Expanding the Net: Part B Inclusions and the Evolving Rules of Medicare Drug Negotiations
The Centers for Medicare & Medicaid Services (CMS) recently announced the next round of drugs that would be impacted under the Inflation Reduction Act (IRA) in an effort to bring down prescription drug costs in the United States. These latest products, if negotiated to a Maximum Fair Price (MFP), would have MFP pricing effective January 1, 2028. Drug manufacturers will have until February 28, 2026, to decide if they will participate in price negotiations or face steep financial penalties. This is the third round of medications named, bringing the total to forty products, with the first round of negotiated drug prices effective at the start of this year. While it’s still too soon to calculate the financial impact of the program overall, CMS has stated that approximately 1.8 million people with Medicare Part D or Part B used these latest fifteen drugs between November 2024 through October 2025, and they accounted for approximately $27 billion, or 6% of Part B and Part D spending.
The latest products include:
Anoro Ellipta inhaler (COPD)
Biktarvy (HIV)
Botox; Botox Cosmetic (migraine, spasticity, overactive bladder, cosmetic)
Cimzia (Crohn’s disease, plaque psoriasis, rheumatoid arthritis, psoriatic arthritis)
Cosentyx (plaque psoriasis, psoriatic arthritis)
Entyvia (Crohn’s disease, ulcerative colitis)
Erleada (prostate cancer)
Kisqali (breast cancer)
Lenvima (cancer of the endometrium, liver, kidney, or thyroid)
Orencia (rheumatoid arthritis, psoriatic arthritis)

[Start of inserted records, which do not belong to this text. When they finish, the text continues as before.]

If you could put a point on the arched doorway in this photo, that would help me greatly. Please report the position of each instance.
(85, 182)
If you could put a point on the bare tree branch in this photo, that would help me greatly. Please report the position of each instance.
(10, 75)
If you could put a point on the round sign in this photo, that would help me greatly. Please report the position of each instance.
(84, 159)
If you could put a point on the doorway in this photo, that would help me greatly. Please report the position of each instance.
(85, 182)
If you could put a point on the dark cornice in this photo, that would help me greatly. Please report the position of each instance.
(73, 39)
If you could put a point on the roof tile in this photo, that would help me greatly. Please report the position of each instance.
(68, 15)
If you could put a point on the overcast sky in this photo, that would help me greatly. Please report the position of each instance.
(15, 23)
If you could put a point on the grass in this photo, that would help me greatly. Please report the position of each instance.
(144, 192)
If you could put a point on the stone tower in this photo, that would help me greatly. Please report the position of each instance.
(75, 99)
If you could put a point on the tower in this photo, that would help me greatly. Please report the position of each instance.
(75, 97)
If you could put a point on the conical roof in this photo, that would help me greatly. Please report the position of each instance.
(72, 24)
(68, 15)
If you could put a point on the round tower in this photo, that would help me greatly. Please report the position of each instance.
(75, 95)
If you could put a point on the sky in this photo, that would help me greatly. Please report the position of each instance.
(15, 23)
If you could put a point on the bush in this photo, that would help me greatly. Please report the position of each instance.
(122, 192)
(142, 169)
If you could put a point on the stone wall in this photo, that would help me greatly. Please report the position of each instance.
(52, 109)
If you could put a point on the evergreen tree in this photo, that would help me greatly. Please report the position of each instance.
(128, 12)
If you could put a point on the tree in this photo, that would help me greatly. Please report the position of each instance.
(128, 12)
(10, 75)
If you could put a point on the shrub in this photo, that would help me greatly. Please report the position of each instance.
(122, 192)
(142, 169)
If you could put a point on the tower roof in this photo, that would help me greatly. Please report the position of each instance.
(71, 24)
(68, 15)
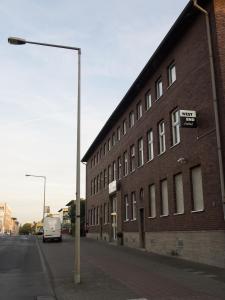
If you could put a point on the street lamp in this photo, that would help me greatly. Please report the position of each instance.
(44, 177)
(19, 41)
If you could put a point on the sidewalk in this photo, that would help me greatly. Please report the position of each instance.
(111, 272)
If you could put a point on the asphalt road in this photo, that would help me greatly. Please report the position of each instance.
(23, 275)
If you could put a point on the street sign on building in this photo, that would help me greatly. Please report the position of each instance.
(188, 119)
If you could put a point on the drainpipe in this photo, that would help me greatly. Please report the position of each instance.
(215, 103)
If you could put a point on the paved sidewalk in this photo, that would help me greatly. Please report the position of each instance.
(111, 272)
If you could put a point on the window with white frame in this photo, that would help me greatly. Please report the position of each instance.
(131, 119)
(113, 139)
(124, 127)
(175, 127)
(140, 152)
(179, 194)
(150, 153)
(197, 190)
(119, 168)
(164, 198)
(132, 158)
(126, 208)
(105, 178)
(148, 100)
(125, 157)
(118, 134)
(114, 171)
(159, 88)
(109, 174)
(162, 137)
(152, 201)
(134, 206)
(172, 74)
(139, 110)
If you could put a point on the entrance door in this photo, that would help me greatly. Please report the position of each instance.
(114, 218)
(142, 229)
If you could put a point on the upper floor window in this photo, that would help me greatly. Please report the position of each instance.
(124, 127)
(113, 139)
(114, 171)
(140, 152)
(162, 137)
(171, 74)
(131, 119)
(119, 168)
(139, 110)
(118, 134)
(159, 88)
(148, 100)
(125, 163)
(132, 158)
(175, 127)
(150, 153)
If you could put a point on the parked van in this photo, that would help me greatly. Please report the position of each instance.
(52, 229)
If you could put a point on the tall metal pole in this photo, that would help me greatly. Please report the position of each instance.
(77, 203)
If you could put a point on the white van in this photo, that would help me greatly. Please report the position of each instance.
(52, 229)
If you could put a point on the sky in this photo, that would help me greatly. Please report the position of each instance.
(38, 93)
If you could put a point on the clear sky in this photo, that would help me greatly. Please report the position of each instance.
(39, 87)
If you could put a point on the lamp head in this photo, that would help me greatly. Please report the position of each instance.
(16, 41)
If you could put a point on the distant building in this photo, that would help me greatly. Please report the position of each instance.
(152, 176)
(5, 218)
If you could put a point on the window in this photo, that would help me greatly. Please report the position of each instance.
(119, 168)
(175, 127)
(139, 110)
(152, 202)
(131, 119)
(148, 100)
(171, 74)
(105, 178)
(109, 144)
(150, 153)
(132, 158)
(179, 195)
(164, 198)
(125, 163)
(140, 152)
(126, 208)
(118, 134)
(197, 191)
(109, 174)
(113, 139)
(104, 149)
(124, 127)
(114, 171)
(159, 88)
(162, 137)
(133, 209)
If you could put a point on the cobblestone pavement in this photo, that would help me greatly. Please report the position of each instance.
(115, 272)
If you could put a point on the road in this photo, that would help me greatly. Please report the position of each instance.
(22, 273)
(30, 269)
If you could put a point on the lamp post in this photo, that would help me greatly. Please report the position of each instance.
(20, 41)
(44, 177)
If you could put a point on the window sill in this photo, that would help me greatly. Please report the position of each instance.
(196, 211)
(176, 214)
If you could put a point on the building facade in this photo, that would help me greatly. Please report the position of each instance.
(156, 184)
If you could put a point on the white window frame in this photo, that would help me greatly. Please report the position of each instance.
(175, 121)
(159, 88)
(150, 149)
(162, 137)
(140, 152)
(148, 100)
(172, 76)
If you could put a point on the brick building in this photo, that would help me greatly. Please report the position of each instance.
(156, 184)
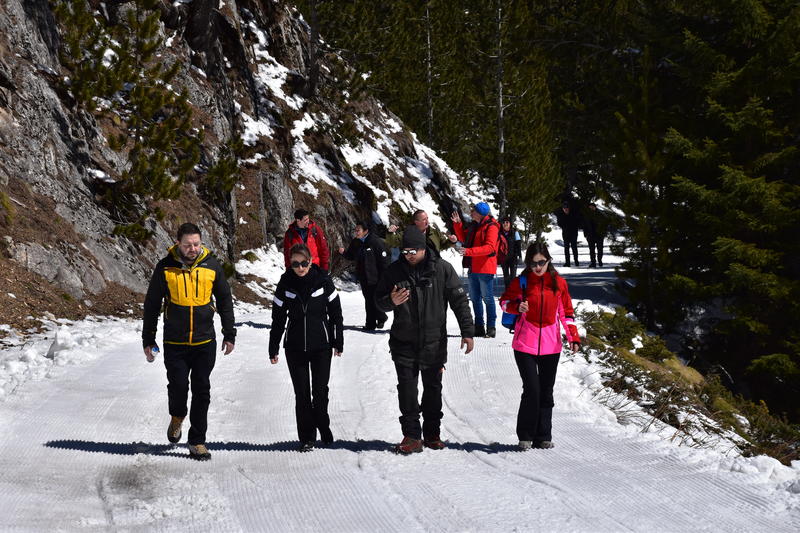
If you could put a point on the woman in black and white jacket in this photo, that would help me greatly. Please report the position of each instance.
(307, 297)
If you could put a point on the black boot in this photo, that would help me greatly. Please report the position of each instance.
(325, 435)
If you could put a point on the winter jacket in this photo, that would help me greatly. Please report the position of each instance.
(537, 332)
(434, 238)
(312, 306)
(569, 223)
(480, 245)
(370, 257)
(314, 239)
(514, 245)
(595, 224)
(419, 329)
(188, 294)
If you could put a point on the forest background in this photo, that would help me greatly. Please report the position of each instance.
(683, 115)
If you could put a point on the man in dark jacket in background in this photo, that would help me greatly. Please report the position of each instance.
(569, 221)
(371, 260)
(185, 281)
(417, 288)
(595, 227)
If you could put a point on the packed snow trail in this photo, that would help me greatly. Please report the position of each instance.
(85, 449)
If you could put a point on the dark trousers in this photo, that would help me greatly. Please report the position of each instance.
(374, 315)
(570, 241)
(195, 363)
(408, 395)
(595, 245)
(310, 391)
(535, 417)
(509, 271)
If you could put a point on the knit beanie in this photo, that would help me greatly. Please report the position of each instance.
(413, 238)
(482, 208)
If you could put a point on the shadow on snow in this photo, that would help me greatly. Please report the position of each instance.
(357, 446)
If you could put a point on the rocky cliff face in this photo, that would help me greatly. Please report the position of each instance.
(311, 140)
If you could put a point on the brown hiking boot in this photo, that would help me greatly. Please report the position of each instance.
(434, 443)
(174, 430)
(199, 452)
(409, 446)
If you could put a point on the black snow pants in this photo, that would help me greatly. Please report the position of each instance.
(195, 363)
(408, 397)
(310, 372)
(535, 417)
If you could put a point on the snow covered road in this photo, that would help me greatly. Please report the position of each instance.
(83, 448)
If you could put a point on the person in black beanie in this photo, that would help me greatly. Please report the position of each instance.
(307, 297)
(418, 288)
(371, 260)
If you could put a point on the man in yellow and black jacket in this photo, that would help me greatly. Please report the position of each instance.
(188, 282)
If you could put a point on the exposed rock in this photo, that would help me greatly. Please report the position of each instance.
(244, 61)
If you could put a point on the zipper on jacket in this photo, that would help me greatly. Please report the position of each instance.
(541, 315)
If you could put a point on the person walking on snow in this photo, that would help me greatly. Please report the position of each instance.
(509, 263)
(188, 281)
(307, 298)
(371, 260)
(417, 288)
(594, 230)
(570, 222)
(434, 238)
(480, 252)
(542, 305)
(305, 231)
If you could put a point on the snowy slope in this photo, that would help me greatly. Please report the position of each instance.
(83, 448)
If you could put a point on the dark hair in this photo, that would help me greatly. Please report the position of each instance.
(300, 249)
(187, 228)
(541, 248)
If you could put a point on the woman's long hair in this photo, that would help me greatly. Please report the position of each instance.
(541, 248)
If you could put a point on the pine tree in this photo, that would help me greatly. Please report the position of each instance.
(116, 67)
(741, 186)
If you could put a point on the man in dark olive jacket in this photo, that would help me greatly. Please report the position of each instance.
(417, 288)
(371, 260)
(187, 281)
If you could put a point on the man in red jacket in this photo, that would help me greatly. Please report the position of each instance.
(304, 230)
(480, 249)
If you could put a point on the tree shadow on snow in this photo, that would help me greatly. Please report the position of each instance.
(178, 450)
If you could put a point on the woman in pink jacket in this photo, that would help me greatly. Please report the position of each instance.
(544, 307)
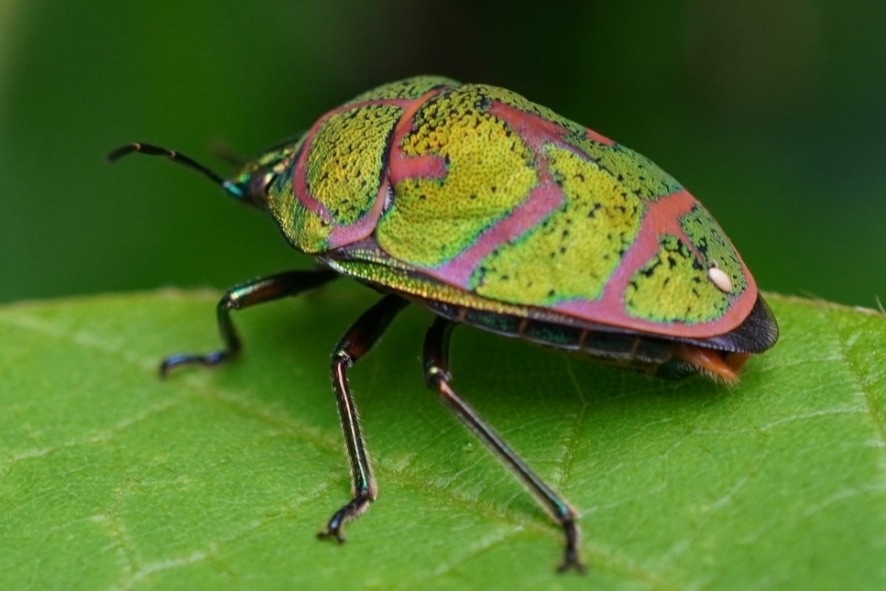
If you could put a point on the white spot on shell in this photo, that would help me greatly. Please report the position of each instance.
(720, 279)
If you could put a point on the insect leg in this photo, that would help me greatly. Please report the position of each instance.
(436, 367)
(356, 342)
(264, 289)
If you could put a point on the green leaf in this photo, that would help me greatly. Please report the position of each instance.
(111, 478)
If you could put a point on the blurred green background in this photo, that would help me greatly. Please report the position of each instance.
(770, 112)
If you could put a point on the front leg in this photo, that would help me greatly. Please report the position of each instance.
(257, 291)
(356, 342)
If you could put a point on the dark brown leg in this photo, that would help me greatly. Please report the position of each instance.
(356, 342)
(242, 296)
(436, 364)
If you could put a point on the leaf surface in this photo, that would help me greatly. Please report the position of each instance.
(111, 478)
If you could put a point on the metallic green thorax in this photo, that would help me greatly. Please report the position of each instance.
(474, 196)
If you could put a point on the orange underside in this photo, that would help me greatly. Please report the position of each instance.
(718, 364)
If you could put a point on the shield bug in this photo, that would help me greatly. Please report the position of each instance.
(492, 211)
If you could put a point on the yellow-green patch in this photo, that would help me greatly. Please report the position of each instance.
(489, 172)
(673, 287)
(572, 253)
(347, 158)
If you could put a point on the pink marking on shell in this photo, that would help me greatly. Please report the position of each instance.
(543, 199)
(342, 235)
(662, 217)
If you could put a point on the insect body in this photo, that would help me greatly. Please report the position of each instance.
(492, 211)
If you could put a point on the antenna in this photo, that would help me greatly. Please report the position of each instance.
(152, 150)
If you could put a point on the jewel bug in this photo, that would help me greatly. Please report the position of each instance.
(492, 211)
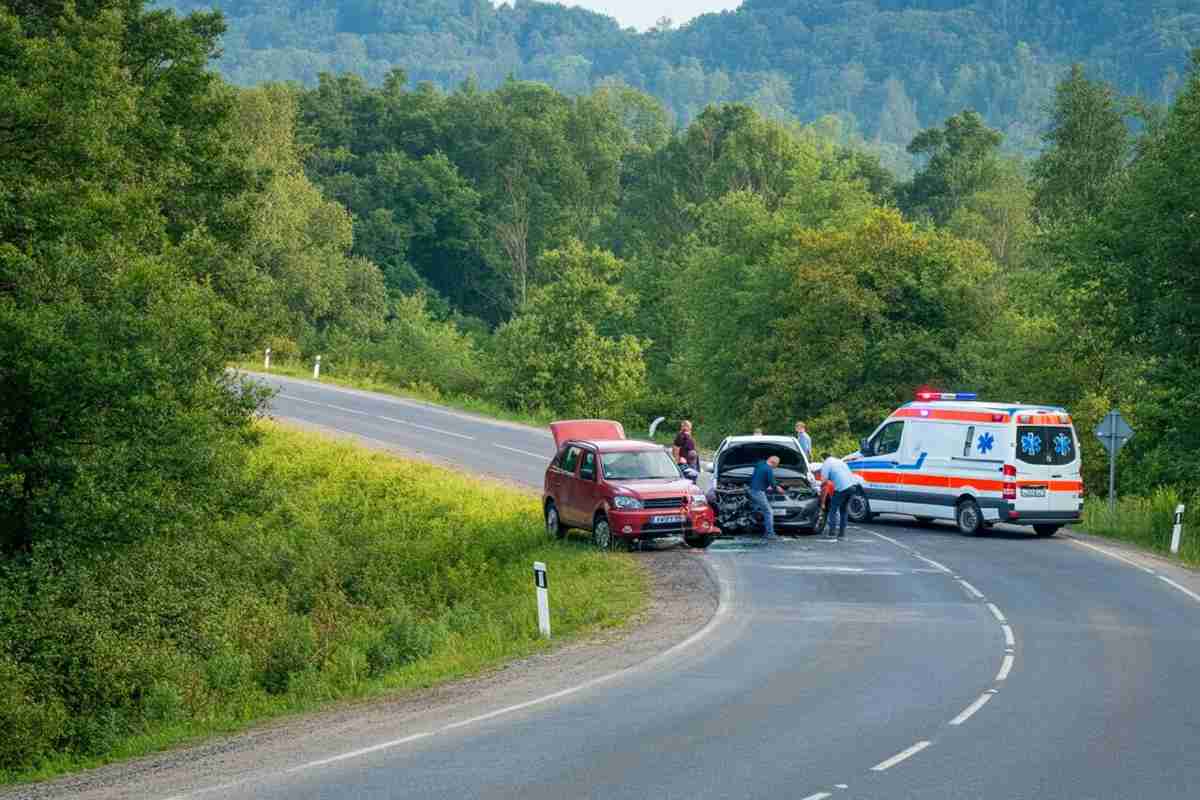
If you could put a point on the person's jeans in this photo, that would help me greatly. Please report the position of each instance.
(838, 511)
(760, 503)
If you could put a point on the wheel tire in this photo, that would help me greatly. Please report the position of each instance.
(555, 525)
(601, 534)
(969, 517)
(858, 509)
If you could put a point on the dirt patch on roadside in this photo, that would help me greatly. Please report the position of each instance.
(683, 599)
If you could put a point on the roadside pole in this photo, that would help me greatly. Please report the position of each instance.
(543, 588)
(1177, 531)
(1113, 432)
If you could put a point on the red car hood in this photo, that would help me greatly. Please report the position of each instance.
(654, 488)
(568, 429)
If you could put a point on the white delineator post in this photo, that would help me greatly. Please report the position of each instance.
(543, 588)
(1177, 531)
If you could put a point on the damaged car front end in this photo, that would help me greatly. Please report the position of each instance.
(796, 511)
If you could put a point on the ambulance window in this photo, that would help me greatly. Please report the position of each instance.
(887, 441)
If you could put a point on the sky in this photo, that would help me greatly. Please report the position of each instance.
(643, 13)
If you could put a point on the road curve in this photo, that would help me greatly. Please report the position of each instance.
(906, 662)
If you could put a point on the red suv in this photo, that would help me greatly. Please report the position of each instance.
(621, 489)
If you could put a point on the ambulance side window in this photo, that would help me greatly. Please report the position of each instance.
(887, 440)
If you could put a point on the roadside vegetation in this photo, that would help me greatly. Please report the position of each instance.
(342, 573)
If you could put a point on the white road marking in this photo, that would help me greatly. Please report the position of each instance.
(373, 416)
(523, 452)
(888, 539)
(724, 605)
(975, 591)
(1111, 554)
(425, 427)
(1183, 589)
(901, 756)
(969, 711)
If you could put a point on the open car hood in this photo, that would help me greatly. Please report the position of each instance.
(568, 429)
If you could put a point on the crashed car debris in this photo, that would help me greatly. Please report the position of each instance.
(795, 511)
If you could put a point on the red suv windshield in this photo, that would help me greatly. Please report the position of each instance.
(639, 465)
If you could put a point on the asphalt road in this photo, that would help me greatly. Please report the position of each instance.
(906, 662)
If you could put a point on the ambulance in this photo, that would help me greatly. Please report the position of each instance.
(947, 456)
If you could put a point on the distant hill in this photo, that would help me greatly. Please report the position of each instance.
(887, 67)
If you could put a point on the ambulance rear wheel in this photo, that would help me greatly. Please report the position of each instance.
(969, 517)
(858, 509)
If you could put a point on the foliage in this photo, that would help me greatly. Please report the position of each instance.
(348, 573)
(564, 350)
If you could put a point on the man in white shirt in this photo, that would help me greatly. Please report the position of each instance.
(844, 483)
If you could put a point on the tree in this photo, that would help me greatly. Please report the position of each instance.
(1087, 148)
(961, 157)
(563, 352)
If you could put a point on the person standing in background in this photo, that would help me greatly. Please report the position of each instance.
(802, 434)
(683, 450)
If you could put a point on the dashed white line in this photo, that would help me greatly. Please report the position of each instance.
(969, 711)
(1115, 555)
(1005, 667)
(901, 756)
(523, 452)
(1183, 589)
(975, 593)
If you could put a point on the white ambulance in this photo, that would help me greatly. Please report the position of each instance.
(947, 456)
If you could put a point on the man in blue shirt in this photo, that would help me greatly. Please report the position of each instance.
(762, 480)
(844, 485)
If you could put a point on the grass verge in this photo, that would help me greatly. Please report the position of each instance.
(1147, 522)
(348, 573)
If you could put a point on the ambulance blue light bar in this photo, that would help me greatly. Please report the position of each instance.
(933, 396)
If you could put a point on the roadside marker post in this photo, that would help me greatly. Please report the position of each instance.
(1177, 531)
(543, 588)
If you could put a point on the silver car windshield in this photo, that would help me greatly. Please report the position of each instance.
(639, 465)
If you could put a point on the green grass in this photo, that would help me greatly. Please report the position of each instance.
(349, 573)
(1147, 522)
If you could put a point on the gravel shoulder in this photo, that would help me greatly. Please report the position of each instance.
(684, 596)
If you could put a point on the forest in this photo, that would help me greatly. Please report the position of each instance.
(550, 252)
(883, 68)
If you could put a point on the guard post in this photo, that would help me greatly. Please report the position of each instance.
(1177, 531)
(543, 589)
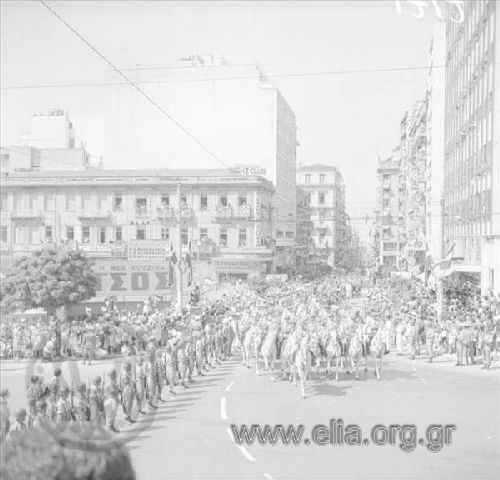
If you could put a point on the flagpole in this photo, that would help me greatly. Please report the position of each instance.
(179, 250)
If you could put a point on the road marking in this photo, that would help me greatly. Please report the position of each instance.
(223, 408)
(243, 450)
(422, 379)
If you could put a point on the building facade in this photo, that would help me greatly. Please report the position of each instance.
(472, 144)
(325, 192)
(232, 108)
(226, 218)
(435, 143)
(389, 225)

Rexulti (schizophrenia, major depressive disorder, Alzheimer’s-associated agitation)
Trulicity (type II diabetes)
Verzenio (breast cancer)
Xeljanz; Xeljanz XR (ulcerative colitis, rheumatoid arthritis, psoriatic arthritis)
Xolair (asthma, Ig-E mediated food allergies)
There are some notable changes from this year’s list compared to previous ones. This is the first time the list includes Medicare Part B drugs, which are outpatient medications typically injected or infused in physician offices. Previously, the list has only included Medicare Part D drugs, which are billed as a pharmacy benefit. Part B products on this list include Botox, Cimzia, Cosentyx, Entyvio, Orencia, and Xolair.
This is also the first round of products to be announced since the Big Beautiful Bill was passed in July 2025 and expanded the Orphan Drug Exclusion to the IRA. Previously, only drugs with a single orphan disease indication were exempt from negotiations. Now, drugs with multiple orphan disease indications are also exempt, and drugs which later gain non-orphan indications will have a delayed negotiation start date. The waiting period now begins upon approval for the non-orphan indication, rather than the initial FDA approval date. This shift has led to some blockbuster products, like Keytruda and Opdivo not being included at this time.
Roughly half the products on the recent list are anticipated to have generic or biosimilar competition by 2028 when pricing goes into effect. This alone may lower pricing and make cost savings calculations obscured. Products which are anticipated to have the greatest financial impact are those that fall into protected drug classes, including cancer, HIV, and mental health. These products often have smaller rebates from the manufacturers because private Medicare plans are required to cover them. This year, drugs in protected classes include Verzenio, Erleada, Biktarvy, and Rexulti.
One other product on the list is notable because it was included for re-negotiation. Although CMS and Boehringer Ingelheim negotiated a maximum fair price in late 2025 for Tradjenta for type II diabetes, CMS has requested an additional price negotiation this year. CMS indicated re-negotiation may occur when there is a change in monopoly status for the drug, a change in indication, and/or a material change that significantly impacts the MFP for the drug, and some experts believe this may become a regular occurrence in future years.
As part of their ongoing effort to support transparency in the drug selection process, CMS has also published a list of the top 50 drugs that are eligible for negotiation based upon high spending in the Medicare Part B and Part D programs. Making this list public is designed to help consumers and pharmacies understand what products will likely be named in future years.